Five fallacies about engagement rings

Is your engagement ring a gift, or a contract, or a payment for services sampled? Chances are, you don’t really know. But you should — misconceptions around engagement rings are expensive to hold.

A nasty legal spat has broken out between a one-time couple in Canada over who gets the $16 000 engagement ring. While the story is not original or particularly interesting, it does raise the issue that engagement rings are the most misunderstood gifts (or contracts, or payments).

It is a wildly anti-feminist notion that if a man likes it (It? What it?) and would like to continue liking it, he should put a ring on it. In fact, getting a diamond ring on “it” often becomes more important than all the other stuff — like discussing lifelong commitment and five-year plans and whether you want kids. But the whole charade of a man giving a woman a ring to secure her fidelity is governed by more misconceptions than a Red October rally (oh yes, I did).

I read about the Canadian lawsuit and some of the myths associated with engagement rings here. I’ve borrowed a few gems that Rupp turned up, and done a bit of digging of my own to bring you these five common fallacies about engagement rings — and diamond rings in particular.

1. It’s a gift, it’s yours forever
South African law regards engagement rings as “arrhae sponsalitiae”, gifts that reflect the serious intention of the giver to marry the recipient. So what happens when the intention isn’t realised?

“If the parties mutually agree to terminate the engagement, all gifts with a view to the marriage, including the engagement ring, must be returned,” says Candice Eve-Friis, an associate partner in the litigation department at Shepstone Wylie Attorneys. “In the event of a breach of promise, the innocent party may claim the return of the ring, and retain any gifts given to them.”

She adds that the innocent party can also claim damages for breach of promise.

So, basically, if the guy bails, the ring belongs to his ditched fiancée. If the girl does a runner, she should leave the ring on her no-longer-betrothed’s bedside table.

However, while the law tends to favour the one being dumped, the courts will take into account the reasons for the dumping, and this is where the nasty squabbles over the R150 000 millennium setting rock can break out.

2. Diamonds are traditional
Not so much. Traditionally, coloured stones like sapphires and rubies were given as engagement tokens. Then, as the research in Rupp’s article explains, “the wealth of diamond mines discovered in the late 19th century made the white rocks cheap and plentiful”. The diamond companies needed to create an urgent need for their preciouses, so they began to market them as the perfect engagement ring stones.

And generations of women clamped their jaws around that sales pitch, hook, line and 5-carat sinker.

3. Diamonds are forever
Diamonds are forever, marriages are supposed to be … it’s written in the stars, or symbolic, or something.

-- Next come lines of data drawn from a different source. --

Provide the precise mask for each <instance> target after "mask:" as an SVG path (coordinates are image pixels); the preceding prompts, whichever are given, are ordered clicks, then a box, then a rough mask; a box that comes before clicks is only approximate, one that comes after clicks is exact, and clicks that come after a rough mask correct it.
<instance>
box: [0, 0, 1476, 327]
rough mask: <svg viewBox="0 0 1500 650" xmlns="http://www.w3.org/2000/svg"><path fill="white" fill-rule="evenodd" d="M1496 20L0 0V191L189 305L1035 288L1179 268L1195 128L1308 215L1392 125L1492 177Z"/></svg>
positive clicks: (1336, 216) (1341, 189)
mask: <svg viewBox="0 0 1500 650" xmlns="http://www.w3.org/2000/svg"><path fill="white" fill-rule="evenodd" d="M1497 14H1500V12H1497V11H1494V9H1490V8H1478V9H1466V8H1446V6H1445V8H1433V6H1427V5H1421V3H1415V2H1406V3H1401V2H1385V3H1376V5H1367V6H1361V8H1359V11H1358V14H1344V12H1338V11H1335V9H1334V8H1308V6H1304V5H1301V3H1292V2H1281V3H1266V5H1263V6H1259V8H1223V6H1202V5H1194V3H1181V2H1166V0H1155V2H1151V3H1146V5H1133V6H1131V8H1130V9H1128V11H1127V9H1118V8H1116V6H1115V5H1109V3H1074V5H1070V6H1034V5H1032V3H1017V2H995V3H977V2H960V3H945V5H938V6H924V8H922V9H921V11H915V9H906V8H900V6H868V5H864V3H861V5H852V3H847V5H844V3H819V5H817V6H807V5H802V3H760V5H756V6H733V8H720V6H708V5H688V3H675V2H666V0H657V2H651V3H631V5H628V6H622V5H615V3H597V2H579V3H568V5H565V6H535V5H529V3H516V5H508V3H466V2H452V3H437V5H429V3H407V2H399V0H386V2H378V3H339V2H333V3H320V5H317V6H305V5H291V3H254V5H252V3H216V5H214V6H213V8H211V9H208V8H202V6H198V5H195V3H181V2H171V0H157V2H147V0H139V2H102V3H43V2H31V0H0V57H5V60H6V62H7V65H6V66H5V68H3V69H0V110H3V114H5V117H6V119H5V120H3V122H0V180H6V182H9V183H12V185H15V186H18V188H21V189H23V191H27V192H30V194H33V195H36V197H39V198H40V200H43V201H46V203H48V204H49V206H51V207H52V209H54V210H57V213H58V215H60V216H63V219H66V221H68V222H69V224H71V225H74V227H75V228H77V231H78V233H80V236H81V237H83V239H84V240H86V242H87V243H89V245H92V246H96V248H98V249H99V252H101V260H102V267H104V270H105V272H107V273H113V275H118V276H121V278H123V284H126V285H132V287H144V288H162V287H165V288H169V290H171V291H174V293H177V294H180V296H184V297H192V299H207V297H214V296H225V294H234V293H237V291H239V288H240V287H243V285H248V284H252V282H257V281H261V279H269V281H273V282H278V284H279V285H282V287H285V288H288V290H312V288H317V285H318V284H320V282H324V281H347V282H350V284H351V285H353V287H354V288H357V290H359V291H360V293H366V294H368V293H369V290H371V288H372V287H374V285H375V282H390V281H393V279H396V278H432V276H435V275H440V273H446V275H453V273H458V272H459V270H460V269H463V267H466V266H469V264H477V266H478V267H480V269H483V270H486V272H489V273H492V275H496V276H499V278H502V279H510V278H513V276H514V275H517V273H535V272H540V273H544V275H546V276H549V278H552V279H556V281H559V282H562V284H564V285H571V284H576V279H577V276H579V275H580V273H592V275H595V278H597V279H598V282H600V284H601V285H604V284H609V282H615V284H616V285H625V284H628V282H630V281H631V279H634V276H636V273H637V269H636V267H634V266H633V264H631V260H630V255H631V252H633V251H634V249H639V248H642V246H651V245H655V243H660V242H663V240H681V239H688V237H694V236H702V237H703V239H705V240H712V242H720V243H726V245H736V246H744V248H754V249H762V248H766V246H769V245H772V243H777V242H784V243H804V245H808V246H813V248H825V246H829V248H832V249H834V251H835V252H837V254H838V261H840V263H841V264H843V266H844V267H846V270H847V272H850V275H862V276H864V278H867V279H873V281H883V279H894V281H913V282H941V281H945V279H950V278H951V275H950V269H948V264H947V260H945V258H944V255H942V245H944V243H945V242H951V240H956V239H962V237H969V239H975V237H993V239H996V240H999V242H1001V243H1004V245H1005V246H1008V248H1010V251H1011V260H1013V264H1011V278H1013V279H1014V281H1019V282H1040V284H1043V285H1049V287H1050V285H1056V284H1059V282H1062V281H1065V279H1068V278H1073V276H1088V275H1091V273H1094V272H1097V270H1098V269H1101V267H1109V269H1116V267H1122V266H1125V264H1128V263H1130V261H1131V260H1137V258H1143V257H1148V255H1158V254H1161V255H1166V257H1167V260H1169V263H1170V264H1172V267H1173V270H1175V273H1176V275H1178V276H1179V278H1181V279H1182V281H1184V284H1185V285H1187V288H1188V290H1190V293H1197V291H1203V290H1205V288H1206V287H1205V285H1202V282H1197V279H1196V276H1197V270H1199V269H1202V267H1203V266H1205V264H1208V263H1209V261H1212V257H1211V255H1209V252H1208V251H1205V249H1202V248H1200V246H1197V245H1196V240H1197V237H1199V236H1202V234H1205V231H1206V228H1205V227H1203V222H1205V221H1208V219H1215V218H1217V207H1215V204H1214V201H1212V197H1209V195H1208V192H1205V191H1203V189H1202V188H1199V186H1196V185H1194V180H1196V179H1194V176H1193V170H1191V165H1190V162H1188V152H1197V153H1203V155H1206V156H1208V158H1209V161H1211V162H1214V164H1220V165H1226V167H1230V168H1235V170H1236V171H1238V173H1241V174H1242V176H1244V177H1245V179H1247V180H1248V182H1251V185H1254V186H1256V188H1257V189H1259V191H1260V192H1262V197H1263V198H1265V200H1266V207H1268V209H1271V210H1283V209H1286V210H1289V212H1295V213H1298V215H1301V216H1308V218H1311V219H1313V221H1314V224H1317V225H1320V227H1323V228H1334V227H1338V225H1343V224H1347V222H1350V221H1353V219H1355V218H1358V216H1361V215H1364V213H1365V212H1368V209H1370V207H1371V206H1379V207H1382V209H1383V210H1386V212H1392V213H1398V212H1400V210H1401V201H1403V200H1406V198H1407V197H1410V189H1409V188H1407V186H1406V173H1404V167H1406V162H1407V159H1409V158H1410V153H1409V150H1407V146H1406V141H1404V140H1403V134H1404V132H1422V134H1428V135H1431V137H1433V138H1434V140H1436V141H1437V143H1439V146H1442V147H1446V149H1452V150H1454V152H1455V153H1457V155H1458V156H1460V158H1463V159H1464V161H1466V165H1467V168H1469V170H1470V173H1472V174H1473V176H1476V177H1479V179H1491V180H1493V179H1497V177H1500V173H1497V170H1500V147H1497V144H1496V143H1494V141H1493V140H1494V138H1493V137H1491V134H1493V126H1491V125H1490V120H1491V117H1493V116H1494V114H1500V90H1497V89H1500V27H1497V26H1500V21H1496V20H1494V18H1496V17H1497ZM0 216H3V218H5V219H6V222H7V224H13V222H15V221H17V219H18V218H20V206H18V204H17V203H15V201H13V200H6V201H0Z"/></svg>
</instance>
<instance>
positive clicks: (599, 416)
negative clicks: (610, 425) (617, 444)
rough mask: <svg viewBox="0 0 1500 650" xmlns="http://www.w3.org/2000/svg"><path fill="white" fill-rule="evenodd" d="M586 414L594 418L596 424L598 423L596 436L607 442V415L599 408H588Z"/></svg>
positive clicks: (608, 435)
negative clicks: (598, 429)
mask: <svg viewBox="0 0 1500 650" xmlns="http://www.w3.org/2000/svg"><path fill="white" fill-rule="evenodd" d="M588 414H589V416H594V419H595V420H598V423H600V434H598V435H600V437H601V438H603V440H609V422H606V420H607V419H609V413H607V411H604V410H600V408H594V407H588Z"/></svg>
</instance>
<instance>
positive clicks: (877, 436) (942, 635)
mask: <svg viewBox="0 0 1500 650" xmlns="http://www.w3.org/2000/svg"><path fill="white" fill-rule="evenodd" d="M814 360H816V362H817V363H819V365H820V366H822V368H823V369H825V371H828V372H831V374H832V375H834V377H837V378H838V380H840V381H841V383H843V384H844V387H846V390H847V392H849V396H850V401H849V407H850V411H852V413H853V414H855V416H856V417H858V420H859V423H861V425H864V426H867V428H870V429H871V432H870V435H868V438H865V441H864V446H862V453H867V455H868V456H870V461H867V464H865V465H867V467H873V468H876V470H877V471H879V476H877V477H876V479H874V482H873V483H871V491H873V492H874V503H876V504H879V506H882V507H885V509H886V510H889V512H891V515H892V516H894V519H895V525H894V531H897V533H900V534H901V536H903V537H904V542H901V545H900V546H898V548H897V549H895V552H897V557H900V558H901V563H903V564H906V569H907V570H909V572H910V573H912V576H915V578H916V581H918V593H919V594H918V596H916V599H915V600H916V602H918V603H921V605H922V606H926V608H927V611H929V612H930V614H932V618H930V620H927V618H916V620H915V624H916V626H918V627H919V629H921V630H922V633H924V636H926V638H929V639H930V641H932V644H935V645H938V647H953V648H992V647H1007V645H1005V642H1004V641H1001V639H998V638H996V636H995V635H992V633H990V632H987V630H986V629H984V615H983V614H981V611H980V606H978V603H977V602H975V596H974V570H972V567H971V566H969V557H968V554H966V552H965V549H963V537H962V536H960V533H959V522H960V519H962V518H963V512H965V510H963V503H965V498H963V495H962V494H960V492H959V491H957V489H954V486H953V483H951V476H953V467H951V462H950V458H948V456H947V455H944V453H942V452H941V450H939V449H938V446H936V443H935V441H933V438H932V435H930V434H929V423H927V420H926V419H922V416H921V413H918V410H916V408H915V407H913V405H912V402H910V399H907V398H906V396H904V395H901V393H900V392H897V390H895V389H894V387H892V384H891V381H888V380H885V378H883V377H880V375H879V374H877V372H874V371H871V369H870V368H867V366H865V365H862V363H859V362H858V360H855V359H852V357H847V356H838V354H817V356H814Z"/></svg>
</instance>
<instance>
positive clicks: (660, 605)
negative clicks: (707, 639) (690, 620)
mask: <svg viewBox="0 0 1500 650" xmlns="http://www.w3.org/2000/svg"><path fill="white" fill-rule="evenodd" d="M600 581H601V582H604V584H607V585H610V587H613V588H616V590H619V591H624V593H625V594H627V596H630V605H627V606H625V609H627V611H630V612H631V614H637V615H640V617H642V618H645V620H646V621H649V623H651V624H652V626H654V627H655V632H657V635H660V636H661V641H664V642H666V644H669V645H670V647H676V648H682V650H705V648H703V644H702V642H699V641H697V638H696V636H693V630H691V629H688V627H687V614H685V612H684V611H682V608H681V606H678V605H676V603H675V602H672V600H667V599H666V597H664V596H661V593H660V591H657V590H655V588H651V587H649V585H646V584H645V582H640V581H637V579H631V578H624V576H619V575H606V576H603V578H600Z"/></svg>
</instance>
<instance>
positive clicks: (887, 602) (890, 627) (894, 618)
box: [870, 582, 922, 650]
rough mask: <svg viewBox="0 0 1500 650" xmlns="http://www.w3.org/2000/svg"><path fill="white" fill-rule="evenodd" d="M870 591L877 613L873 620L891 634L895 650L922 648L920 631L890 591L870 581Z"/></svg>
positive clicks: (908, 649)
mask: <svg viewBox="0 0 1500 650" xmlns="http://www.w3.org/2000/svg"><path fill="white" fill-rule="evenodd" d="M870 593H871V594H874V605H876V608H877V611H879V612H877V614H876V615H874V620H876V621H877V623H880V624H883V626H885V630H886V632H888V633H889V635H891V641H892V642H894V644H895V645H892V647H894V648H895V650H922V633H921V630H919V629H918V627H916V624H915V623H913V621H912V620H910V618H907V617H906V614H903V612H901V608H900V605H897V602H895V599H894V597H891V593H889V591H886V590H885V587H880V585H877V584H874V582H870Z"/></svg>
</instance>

The greatest trick the diamond monopoly ever pulled was convincing the world that because diamonds are the hardest substance on earth, they are an essential cornerstone for a lasting marriage.

“A diamond is forever” doesn’t spring from any great literary work, like the Bible or a sonnet from Shakespeare, Rupp’s article tells us it was coined by a copywriter in 1947, but now it rolls off our tongues like we’re quoting scripture or poetry.

4. Your engagement ring should have a value equal to three times his monthly salary
What? Why? So that you can line all your friends up against a wall and get them to stick out their left hands so that you can measure up which of them hooked the most affluent catch? This notion is so horrendously tasteless that it makes me feel as if I have a diamond worth three months of a Gupta’s income lodged in my throat.

Are we really this shallow? Is this really what marriage is all about?

And in case you were wondering, this guideline is another bit of marketing genius from De Beers, designed to get you to fork out far more than you can afford for a bit of sparkly rock, instead of putting it away for a deposit on a house or for your kids’ education, and buying a pretty but sensible or sentimental ring instead.

5. Engagement rings are an investment
Let’s unpack this notion, shall we? This piece of jewellery that you’re going to be flashing about, before you enter into a union with soul mate is an investment? How exactly are you going to realise a return?

Isn’t the idea that this is something you will treasure for the rest of your lives together? Sure, you might fall on hard times and pawn the thing, or you could divorce and need the money for school fees or a down payment on a new car — but these are very cynical future prospects upon which to base your engagement ring purchase. Kinda sucks all the romanticism out of the gesture, doesn’t it?

But here’s the really funny thing — the mark-ups on the materials in an engagement ring are so high that you will struggle to recoup what you spent on the thing by reselling it. At some high-end jewellers, the production and mark up costs can amount to 100% of the cost of materials. So when you resell, you’re likely to fall extremely short of your original investment.

If you’re investing, buy unit trusts.

My engagement ring
Full disclosure time: I have an engagement ring. I am not completely against the whole notion. Why would I be? I love a bit of sparkle as much as the next gal. I just believe that any exchange of expensive gifts (or granting of temporary loans, or entering into a contract) should be done with the full understanding of the implications by both parties.